Phospholipase A2 (PLA2) participates in acetylcholine (ACh)-induced contraction of esophageal circular smooth muscle. Because PLA2, arachidonic acid, and its metabolites are involved in inflammatory responses, their role after induction of experimental esophagitis was examined.

Experiments were performed in esophageal smooth muscle cells (ESO) isolated by enzymatic digestion from the circular layer of normal and esophagitis animals. Content of peptidoleukotrienes (leukotriene [LT] C4, LTD4, and LTE4) was measured in esophageal circular muscle tissue.
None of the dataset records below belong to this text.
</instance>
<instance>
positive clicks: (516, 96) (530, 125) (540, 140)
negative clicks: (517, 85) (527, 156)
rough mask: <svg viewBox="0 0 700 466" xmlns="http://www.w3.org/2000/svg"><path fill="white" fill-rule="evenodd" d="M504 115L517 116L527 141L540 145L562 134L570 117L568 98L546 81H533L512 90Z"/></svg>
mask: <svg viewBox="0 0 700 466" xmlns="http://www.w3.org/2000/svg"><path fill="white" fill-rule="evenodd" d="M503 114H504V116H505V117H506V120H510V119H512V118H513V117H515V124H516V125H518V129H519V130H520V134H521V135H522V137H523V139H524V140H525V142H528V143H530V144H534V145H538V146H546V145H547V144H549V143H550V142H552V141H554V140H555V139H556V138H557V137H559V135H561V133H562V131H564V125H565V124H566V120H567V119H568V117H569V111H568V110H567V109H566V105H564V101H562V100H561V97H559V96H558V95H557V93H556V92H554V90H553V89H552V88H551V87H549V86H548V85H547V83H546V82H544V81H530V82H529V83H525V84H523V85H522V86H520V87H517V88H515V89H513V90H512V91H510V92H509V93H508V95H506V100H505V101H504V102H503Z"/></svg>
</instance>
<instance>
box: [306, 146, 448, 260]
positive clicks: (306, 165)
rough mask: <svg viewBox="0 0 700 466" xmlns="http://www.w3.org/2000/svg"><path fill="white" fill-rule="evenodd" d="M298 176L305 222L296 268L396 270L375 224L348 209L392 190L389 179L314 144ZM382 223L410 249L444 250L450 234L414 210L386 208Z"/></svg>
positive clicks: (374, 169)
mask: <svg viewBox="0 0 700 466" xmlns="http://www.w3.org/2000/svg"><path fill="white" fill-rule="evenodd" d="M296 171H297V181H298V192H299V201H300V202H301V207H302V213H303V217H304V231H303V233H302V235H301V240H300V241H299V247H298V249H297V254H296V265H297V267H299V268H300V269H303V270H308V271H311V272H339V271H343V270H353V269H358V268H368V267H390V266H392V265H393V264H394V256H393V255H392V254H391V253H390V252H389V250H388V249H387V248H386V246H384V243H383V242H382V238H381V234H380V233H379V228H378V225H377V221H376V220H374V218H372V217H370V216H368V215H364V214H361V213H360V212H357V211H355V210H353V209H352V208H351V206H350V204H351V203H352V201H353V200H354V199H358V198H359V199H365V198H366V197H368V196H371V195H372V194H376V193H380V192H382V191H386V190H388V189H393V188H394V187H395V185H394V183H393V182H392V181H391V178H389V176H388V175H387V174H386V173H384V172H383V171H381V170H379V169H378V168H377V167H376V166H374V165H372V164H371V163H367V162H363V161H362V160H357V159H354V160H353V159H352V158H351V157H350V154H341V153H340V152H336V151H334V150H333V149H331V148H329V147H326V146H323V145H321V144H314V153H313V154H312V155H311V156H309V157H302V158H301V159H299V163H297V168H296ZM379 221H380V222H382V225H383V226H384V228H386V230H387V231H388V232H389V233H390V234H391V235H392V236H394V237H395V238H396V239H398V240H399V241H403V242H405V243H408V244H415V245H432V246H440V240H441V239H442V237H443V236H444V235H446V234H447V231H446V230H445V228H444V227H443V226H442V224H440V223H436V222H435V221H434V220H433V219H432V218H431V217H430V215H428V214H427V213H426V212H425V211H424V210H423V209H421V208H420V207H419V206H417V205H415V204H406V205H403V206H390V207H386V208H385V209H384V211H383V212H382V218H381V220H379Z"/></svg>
The cytosolic PLA2 antagonist trifluoromethyl ketone analogue of arachidonic acid inhibited ACh-induced contraction of normal and esophagitis ESO. Inhibition by secreted PLA2 antagonists AM5 and MJ33 was significantly greater in esophagitis ESO. The lipoxygenase inhibitor nordihydro-guaiaretic acid and the LTD4 antagonist ICI 198,615 inhibited ACh-induced contraction of esophagitis but not of normal ESO. Secreted PLA2 and LTD4 contracted normal ESO more than esophagitis ESO. However, in esophagitis, ESO contraction was increased by threshold diacylglycerol concentration. Resting levels of LTs were greater in esophagitis than in normal circular esophageal muscle and increased in response to ACh in esophagitis but not in normal esophageal muscle.

Esophagitis shifts the signal transduction pathway activated by ACh. Esophagitis increased the contribution of secreted PLA2 and of LTs to ACh-induced contraction.